Por toda a parte, aliás, se vem observando, desde há muito, um dinamismo legislativo, que procura, por via de uma revisão geral dos códigos criminais, não só responder, no seu plano, aos problemas sociais, económicos, jurídicos e até meramente axiológicos que a vida moderna cria, mas ainda reflectir os aperfeiçoamentos da técnica e da ciência jurídico-criminais, a que não são estranhos uma nota de unificação e de internacionalização de conceitos e de processos - que, na medida em que torna possível uma colaboração mais ampla das ciências criminais dos vários países, não deixa de ser aconselhável - e uma tomada de posição sobre o sentido e formas de recepção no direito criminal da personalidade do delinquente e de novos meios, de tipo chamado institucional ou não institucional, de reacções contra a criminalidade.

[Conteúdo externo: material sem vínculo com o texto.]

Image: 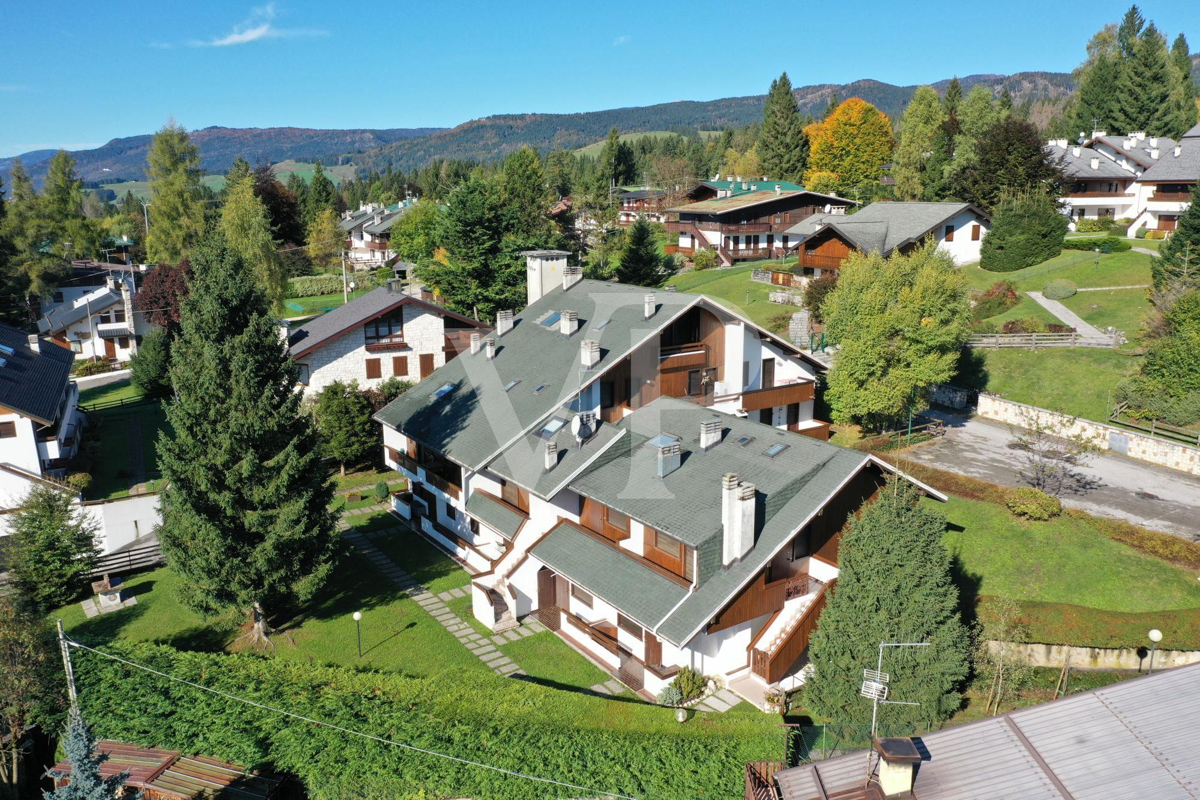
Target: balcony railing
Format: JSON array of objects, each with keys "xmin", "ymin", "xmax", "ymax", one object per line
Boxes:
[
  {"xmin": 796, "ymin": 252, "xmax": 846, "ymax": 270},
  {"xmin": 723, "ymin": 380, "xmax": 815, "ymax": 412},
  {"xmin": 363, "ymin": 239, "xmax": 391, "ymax": 251},
  {"xmin": 1150, "ymin": 192, "xmax": 1192, "ymax": 202},
  {"xmin": 1065, "ymin": 191, "xmax": 1129, "ymax": 198}
]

Nas últimas décadas, sobretudo, e especialmente na Europa, para além da publicação recente de códigos na Bulgária, Hungria (parte geral), Checoslováquia (1951), construídos sobre o modelo do da União Soviética, e da do menos ortodoxo código jugoslavo de 1951, são exemplo desse dinamismo, antes da última guerra, os códigos da Dinamarca, Itália (1930), Polónia (1932), Roménia (1936), Suíça (1937) e o projecto francês de 1934 e, depois de 1945, o código da Gronelândia de 1954, o projecto sueco de um chamado Código de Protecção (Skyddslag) de 1956 - nos quais se reflectem as audácias de um neopositivismo e das correntes da «Nova defesa social» -, o código grego de 1951 e o projecto alemão de 1959.
Particularmente significativo é, justamente, este projecto alemão, não só pela largueza de estudos e de documentação de que foi fruto, mas ainda porque a sua elaboração mostra que, mesmo relativamente a códigos particularmente evoluídos e objecto de importantes e recentes reformas (1933 e 1953), como o alemão, se continua a afirmar a necessidade de uma sua revisão total.
Um pensamento paralelo esteve, aliás, sempre presente na nossa legislação, mesmo quando ela também introduziu ou consolidou no velho corpo do Código de 1852 alterações muito vastas.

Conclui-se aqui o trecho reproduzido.